Table 1 shows the baseline characteristics of the cohort. The majority of the study subjects were female (81.9%) with a median age of 51 (39-57) years and white (85%). The etiology of PAH was mostly idiopathic at 64%. While left ventricular systolic function was normal, approximately one-half of the patients had grade I diastolic dysfunction on echocardiography. The majority of patients (152 of 155) did not have moderate or severe left heart valvular abnormalities on echocardiography. One patient had moderate mitral stenosis with a pulmonary capillary wedge pressure of 11 mm Hg and developed pulmonary edema. Two subjects had moderate mitral regurgitation, none of whom developed pulmonary edema. Hemodynamics were severely compromised with a median right atrial pressure (RAP) of 12 mm Hg (IQR, 7-17), mean pulmonary artery pressure of 55 mm Hg (IQR, 47-63), pulmonary capillary wedge pressure of 11 mm Hg (IQR, 8-16), and low cardiac index of 1.9 L/min/m2 (IQR, 1.6-2.4). The most common prostacyclin analog used was intravenous epoprostenol (86%), followed by intravenous treprostinil (11.6%) and subcutaneous treprostinil (2%).

Table 1.

Baseline Characteristics and Comparison of Patients by Development of Pulmonary Edema

Characteristic Overall
 No Pulmonary Edema
 Pulmonary Edema
 P Value
(N = 155) (n = 122) (n = 33)
Age, y 51 (39-57) 49 (39-56) 54 (43-60) .111
Male sex 28 (18.1%) 25 (20.5%) 3 (9.1%) .209
White 132 (85.2%) 103 (84.4%) 29 (87.9%) .827
BMI, kg/m2 27 (23-33) 27 (22-33) 29 (25-32) .472
PH subtype .045
 IPAH 99 (63.9%) 82 (67.2%) 17 (51.5%)
 CTD-PAH 36 (23.2%) 23 (18.9%) 13 (39.4%)

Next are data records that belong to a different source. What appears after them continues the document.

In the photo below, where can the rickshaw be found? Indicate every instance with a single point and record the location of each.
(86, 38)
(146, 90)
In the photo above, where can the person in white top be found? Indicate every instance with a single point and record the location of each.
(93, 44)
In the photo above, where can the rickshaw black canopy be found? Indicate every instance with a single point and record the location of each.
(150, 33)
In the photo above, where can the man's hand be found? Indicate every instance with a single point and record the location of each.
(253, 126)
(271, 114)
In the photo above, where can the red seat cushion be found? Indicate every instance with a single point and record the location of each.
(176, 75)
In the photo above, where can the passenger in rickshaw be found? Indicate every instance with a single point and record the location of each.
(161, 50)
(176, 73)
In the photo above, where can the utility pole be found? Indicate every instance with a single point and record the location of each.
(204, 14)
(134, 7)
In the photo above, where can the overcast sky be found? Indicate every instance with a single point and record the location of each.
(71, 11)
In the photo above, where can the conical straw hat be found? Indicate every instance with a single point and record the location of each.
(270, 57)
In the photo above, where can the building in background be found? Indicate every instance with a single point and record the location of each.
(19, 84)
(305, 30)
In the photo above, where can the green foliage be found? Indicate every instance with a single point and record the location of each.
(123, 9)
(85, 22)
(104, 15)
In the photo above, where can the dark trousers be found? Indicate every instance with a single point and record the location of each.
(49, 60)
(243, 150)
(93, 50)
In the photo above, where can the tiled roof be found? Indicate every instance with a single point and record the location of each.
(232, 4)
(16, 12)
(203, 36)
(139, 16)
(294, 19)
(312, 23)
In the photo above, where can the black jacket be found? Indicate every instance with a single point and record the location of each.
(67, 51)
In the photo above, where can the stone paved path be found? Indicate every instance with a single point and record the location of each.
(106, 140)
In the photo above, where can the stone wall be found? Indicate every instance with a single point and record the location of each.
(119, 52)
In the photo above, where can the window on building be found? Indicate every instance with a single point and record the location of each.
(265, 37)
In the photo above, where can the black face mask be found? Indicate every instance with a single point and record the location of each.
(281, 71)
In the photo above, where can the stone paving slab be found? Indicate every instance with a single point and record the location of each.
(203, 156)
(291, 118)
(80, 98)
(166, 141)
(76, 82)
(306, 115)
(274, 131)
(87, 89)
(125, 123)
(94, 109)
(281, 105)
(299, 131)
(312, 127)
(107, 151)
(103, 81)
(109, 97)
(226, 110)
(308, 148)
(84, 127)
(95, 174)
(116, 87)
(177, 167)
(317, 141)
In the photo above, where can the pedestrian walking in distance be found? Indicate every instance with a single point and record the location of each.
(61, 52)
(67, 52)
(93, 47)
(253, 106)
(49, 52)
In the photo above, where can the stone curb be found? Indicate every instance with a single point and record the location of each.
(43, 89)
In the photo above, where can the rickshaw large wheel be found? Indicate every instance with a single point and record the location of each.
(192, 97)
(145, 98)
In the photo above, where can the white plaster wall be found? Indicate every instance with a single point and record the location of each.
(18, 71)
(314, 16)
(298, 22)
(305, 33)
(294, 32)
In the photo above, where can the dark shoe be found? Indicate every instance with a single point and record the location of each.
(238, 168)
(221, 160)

 Other 20 (12.9%) 17 (13.9%) 3 (9.1%)
DM 23 (15.4%) 16 (13.8%) 7 (21.2%) .376
CAD 13 (8.3%) 9 (7.4%) 4 (12.1%) .604
HTN 62 (41.9%) 46 (40%) 16 (48.5%) .502
Atrial fibrillation 8 (5.2%) 6 (5.0%) 2 (6.0%)

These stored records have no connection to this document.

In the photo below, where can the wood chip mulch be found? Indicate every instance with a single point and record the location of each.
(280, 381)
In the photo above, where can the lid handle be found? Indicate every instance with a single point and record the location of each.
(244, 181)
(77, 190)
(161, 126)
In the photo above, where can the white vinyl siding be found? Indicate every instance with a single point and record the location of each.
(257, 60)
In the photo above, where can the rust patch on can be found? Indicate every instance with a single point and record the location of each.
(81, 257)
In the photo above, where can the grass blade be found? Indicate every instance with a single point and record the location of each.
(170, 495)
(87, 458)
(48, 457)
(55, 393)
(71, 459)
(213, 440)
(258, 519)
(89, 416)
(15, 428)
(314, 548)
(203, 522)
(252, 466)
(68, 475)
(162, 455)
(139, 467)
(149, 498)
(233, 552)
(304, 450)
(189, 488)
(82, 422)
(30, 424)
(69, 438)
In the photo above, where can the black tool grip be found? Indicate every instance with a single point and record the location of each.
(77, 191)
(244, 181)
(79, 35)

FVC % predicted 79 (66-89) 80 (68-90) (n = 101) 74 (62-80) (n = 24) .044
Dlco % predicted 58 (41-73) 63 (42-74) (n = 90) 46 (35-59) (n = 22) .032
Dlco < 55 % predicted 49 (43.7%) 34 (37.7%) (n = 90) 15 (68.1%) (n = 22) .01
LV ejection fraction, % 55 (55-60) 55 (55-60) 55 (55-60) .201
LV diastolic dysfunction 77 (50.7%) 62 (52.1%) 15 (45.5%) .632
RAP, mm Hg 12 (7-17) 10 (7-16) 17 (8-19) .005
mPAP, mm Hg 55 (47-63) 55 (46-62) 60 (49-69) .103
PAWP, mm Hg 11 (8-16) 10 (8-16) 12 (9-16) .31
CI, L/min/m2 1.9 (1.6-2.4) 2 (1.6-2.4) 1.7 (1.5-2.0) .054
PVR, Wood units 12 (8-16) 11 (9-15) 13 (9-18) .061
LA diameter, cm 3.61 (0.67) 3.63 (± 0.66) 3.56 (0.74) .649
LA size .146
 Normal 127 (84.7%) 98 (83.8%) 29 (87.9%)
 Mild enlargement 16 (10.7%) 13 (11.1%) 3 (9.1%)
 Moderate enlargement 6 (4.0%) 6 (5.1%) 0 (0.0%)
 Severe enlargement 1 (0.7%) 0 (0.0%) 1 (3.0%)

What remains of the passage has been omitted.